Hypercall | Description |
---|---|
HvCallSendSyntheticClusterIpi | Sends a virtual fixed interrupt to the specified virtual processor set. |
HvCallSendSyntheticClusterIpiEx | Similar to HvCallSendSyntheticClusterIpi, takes a sparse VP set as input. |
EOI Assist
One field in the Virtual Processor Assist Page is the EOI Assist field. The EOI Assist field resides at offset 0 of the overlay page and is 32-bits in size. The format of the EOI assist field is as follows:
Bits | Description | Attributes |
---|---|---|
31:1 | RsvdZ | Read / Write |
0 | No EOI Required | Read / Write |
The guest OS performs an EOI by atomically writing zero to the EOI Assist field of the virtual VP assist page and checking whether the “No EOI required” field was previously zero. If it was, the OS must write to the HV_X64_APIC_EOI MSR thereby triggering an intercept into the hypervisor. The following code is recommended to perform an EOI:
lea rcx, [VirtualApicAssistVa]
btr [rcx], 0
jc NoEoiRequired
mov ecx, HV_X64_APIC_EOI
wrmsr
NoEoiRequired:
The hypervisor sets the “No EOI required” bit when it injects a virtual interrupt if the following conditions are satisfied:
- The virtual interrupt is edge-triggered, and
- There are no lower priority interrupts pending
If, at a later time, a lower priority interrupt is requested, the hypervisor clears the “No EOI required” such that a subsequent EOI causes an intercept.

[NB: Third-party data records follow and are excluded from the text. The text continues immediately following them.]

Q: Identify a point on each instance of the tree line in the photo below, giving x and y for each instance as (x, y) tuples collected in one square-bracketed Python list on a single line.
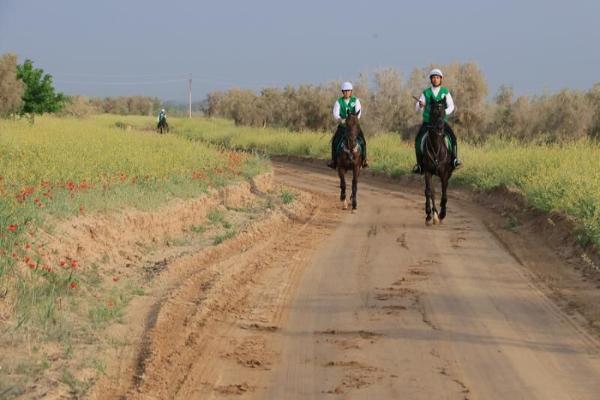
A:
[(26, 90), (386, 98)]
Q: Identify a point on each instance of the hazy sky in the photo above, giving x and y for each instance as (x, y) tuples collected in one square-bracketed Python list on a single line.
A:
[(148, 47)]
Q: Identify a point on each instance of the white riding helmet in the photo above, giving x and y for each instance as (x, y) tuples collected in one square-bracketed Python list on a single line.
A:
[(435, 72), (346, 86)]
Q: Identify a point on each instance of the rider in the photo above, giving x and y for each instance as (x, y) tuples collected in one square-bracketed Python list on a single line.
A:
[(162, 115), (436, 92), (344, 105)]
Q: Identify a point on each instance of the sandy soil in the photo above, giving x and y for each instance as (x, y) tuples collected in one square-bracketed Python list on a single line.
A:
[(328, 304)]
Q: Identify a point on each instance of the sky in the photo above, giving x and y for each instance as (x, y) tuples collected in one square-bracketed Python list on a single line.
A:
[(148, 47)]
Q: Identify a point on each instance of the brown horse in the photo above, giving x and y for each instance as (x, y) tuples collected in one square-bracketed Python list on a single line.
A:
[(436, 161), (350, 158)]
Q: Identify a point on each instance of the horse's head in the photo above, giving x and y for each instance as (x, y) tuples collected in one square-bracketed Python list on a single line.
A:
[(437, 113)]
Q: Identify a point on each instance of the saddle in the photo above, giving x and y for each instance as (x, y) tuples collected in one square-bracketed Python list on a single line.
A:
[(339, 145)]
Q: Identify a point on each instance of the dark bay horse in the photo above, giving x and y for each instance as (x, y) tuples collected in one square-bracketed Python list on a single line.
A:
[(350, 158), (162, 126), (436, 161)]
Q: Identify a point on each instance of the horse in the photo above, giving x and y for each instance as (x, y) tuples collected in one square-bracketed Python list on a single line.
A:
[(350, 158), (436, 161), (162, 126)]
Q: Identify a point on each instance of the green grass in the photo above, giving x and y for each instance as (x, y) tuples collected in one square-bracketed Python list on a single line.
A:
[(227, 235)]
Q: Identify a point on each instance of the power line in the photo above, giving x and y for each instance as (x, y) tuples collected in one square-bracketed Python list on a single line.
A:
[(119, 82)]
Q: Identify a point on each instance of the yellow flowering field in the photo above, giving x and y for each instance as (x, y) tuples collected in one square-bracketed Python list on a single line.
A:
[(64, 167), (563, 178)]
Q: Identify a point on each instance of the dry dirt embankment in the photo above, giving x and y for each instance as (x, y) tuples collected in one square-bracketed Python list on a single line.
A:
[(308, 301), (372, 305)]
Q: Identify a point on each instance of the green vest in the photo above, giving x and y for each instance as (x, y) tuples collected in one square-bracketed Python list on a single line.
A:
[(346, 109), (428, 93)]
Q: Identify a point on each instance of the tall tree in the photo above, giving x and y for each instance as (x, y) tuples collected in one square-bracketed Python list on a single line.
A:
[(11, 88), (39, 96)]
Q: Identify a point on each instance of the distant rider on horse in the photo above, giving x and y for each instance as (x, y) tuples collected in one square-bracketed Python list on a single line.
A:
[(436, 92), (162, 115), (347, 104)]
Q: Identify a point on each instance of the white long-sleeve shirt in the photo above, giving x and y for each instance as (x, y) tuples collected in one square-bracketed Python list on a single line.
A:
[(436, 90), (336, 109)]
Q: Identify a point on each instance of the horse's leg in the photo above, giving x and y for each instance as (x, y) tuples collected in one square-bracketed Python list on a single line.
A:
[(355, 173), (428, 198), (445, 180), (436, 219), (342, 175)]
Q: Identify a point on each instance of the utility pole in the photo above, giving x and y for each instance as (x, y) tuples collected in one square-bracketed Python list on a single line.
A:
[(190, 96)]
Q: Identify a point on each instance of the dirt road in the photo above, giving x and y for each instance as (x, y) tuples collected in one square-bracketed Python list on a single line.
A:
[(372, 305)]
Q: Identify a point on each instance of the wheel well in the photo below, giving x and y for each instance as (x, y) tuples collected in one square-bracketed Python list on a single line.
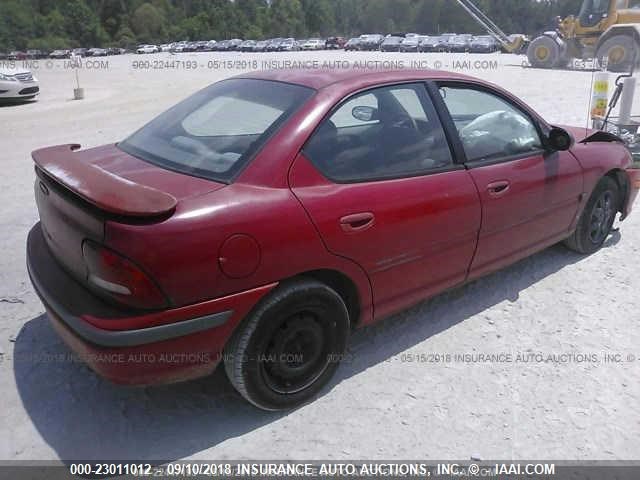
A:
[(622, 181), (343, 285)]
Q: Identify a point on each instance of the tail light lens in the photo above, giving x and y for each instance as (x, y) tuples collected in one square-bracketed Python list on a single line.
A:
[(120, 278)]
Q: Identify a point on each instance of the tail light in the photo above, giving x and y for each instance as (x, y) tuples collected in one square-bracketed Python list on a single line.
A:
[(120, 278)]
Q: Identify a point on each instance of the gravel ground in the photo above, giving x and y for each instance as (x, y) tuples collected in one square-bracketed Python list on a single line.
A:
[(396, 399)]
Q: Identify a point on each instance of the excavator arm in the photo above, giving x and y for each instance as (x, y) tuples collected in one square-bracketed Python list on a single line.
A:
[(510, 44)]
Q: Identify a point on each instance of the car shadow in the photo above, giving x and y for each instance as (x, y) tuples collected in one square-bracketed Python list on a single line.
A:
[(83, 417)]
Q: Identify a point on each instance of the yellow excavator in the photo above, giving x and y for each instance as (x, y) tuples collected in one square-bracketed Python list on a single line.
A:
[(608, 30)]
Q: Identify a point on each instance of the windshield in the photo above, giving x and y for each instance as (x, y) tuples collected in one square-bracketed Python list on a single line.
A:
[(216, 131)]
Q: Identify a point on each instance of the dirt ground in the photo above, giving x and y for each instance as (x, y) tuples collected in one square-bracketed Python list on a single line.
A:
[(563, 328)]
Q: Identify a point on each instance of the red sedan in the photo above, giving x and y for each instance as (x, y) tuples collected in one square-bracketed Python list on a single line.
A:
[(262, 219)]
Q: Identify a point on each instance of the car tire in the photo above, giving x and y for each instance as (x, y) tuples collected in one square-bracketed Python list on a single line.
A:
[(290, 346), (596, 219), (618, 50)]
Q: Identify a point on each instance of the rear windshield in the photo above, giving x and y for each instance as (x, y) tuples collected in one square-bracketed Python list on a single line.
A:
[(216, 131)]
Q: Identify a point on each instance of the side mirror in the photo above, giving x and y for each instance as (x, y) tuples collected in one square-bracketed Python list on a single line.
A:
[(559, 139), (365, 114)]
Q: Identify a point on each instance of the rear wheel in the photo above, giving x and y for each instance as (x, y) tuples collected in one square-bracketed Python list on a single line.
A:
[(289, 347), (544, 52), (597, 218), (618, 52)]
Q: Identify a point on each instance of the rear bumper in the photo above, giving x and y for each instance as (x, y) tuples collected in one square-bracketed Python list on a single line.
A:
[(127, 346)]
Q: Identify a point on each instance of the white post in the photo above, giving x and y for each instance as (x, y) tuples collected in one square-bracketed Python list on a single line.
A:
[(626, 100)]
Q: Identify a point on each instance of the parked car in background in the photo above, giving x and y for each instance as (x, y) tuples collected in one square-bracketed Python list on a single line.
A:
[(17, 55), (116, 51), (247, 46), (484, 44), (274, 44), (459, 43), (371, 41), (335, 43), (526, 40), (233, 44), (59, 54), (391, 44), (79, 52), (261, 46), (190, 47), (203, 46), (313, 44), (18, 83), (142, 49), (178, 47), (352, 44), (288, 45), (412, 44), (97, 52), (35, 54), (432, 44), (171, 242)]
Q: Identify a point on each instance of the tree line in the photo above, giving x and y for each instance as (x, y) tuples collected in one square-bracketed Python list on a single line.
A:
[(52, 24)]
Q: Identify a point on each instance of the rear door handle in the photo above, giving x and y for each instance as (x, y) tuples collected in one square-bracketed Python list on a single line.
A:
[(498, 189), (357, 222)]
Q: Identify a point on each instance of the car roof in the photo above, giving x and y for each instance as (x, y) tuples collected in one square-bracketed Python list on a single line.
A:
[(350, 78)]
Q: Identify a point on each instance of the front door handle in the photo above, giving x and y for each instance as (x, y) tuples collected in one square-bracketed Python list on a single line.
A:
[(498, 189), (357, 222)]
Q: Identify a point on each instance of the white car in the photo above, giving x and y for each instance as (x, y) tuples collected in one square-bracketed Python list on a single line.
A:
[(18, 83), (313, 44), (148, 49)]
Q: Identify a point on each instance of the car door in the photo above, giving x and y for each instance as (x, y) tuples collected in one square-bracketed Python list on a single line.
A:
[(379, 182), (529, 195)]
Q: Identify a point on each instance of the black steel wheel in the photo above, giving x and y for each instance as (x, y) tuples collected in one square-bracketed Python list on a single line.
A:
[(289, 347), (597, 218)]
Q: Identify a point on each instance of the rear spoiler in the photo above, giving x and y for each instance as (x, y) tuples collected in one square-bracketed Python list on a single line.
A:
[(101, 188)]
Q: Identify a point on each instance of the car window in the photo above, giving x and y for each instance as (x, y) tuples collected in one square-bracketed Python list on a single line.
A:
[(387, 132), (489, 126), (343, 118), (216, 131)]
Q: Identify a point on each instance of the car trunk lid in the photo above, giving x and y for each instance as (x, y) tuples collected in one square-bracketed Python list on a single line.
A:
[(78, 191)]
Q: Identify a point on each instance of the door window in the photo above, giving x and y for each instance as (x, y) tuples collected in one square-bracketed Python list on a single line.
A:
[(388, 132), (489, 126)]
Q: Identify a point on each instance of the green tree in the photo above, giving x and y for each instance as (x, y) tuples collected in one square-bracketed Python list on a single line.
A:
[(148, 23)]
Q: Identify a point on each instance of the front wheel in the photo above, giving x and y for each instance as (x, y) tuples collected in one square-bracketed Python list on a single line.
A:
[(597, 218), (290, 346)]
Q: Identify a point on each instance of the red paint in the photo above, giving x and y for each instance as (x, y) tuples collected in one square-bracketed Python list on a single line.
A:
[(223, 247), (100, 187)]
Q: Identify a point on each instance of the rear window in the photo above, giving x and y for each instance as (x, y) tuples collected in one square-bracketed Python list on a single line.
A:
[(216, 131)]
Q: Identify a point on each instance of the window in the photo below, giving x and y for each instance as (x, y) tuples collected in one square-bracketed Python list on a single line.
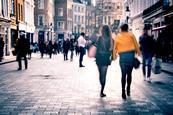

In case of nested interrupts, the EOI intercept is avoided only for the highest priority interrupt. This is necessary since no count is maintained for the number of EOIs performed by the OS. Therefore only the first EOI can be avoided and since the first EOI clears the “No EOI Required” bit, the next EOI generates an intercept. However nested interrupts are rare, so this is not a problem in the common case.
Note that devices and/or the I/O APIC (physical or synthetic) need not be notified of an EOI for an edge-triggered interrupt – the hypervisor intercepts such EOIs only to update the virtual APIC state. In some cases, the virtual APIC state can be lazily updated – in such cases, the “NoEoiRequired” bit is set by the hypervisor indicating to the guest that an EOI intercept is not necessary. At a later instant, the hypervisor can derive the state of the local APIC depending on the current value of the “NoEoiRequired” bit.
Enabling and disabling this enlightenment can be done at any time independently of the interrupt activity and the APIC state at that moment. While the enlightenment is enabled, conventional EOIs can still be performed irrespective of the “No EOI required” value but they will not realize the performance benefit of the enlightenment.